Victoria
A Haunting Back Story for the Flying Crank Ghost

Press the back button on your browser to return to the document of origin.

(The Quicktime movie must completely load before the morphing begins.)

Victoria Harken was an exceptional child. The envy of all her friends, she was blessed with a flawless complexion, flaxen hair, and a musical voice. She possessed a sharp, unparalleled wit which somehow seemed to darken as she reached adolescence. Her parents, Timothy and Angelica, lavished upon their young beauty everything a maiden could desire. Her father ordered an enormous vanity mirror with a gilded frame to compliment the hand-made furnishings of her bedroom, so that she could fully appreciate her own beauty. Few children could boast of such an ideal setting in which to live. Victoria spent countless hours admiring herself in the glass, convinced that she was the fairest young woman in all the land.

After eighteen summers had passed, it became clear to her peers that she was thoroughly and utterly spoiled. She carried herself as if she were royal, looking down upon others with condescension, expecting them to offer deference to her imagined station. By the time her well-meaning parents realized their mistake, the damage had already been done. Their beloved child had transformed herself into a narcissistic princess, to whom no degree of admiration was sufficient.

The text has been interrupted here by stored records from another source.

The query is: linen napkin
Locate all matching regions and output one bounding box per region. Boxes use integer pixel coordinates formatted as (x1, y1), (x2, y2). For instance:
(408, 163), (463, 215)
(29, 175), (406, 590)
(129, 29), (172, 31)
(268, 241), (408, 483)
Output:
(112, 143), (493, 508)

Victoria promenaded through the halls of Harkenwood Manor like an arrogant goddess, and it seemed that no one could stand in her way. Angelica failed utterly in her many attempts to reason with her daughter. When her father dared to confront Victoria about her inflated self-esteem, she chided him for his 'pathetic speech', reminding him that it was he who taught her how thoroughly magnificent she was. He ought to be ashamed, she asserted, for what else but mere material possessions had he to show for his life other than her, his beloved daughter. Timothy bowed his head and acquiesced, unwilling to admit his error, for pride in his exceptional progeny was his greatest weakness.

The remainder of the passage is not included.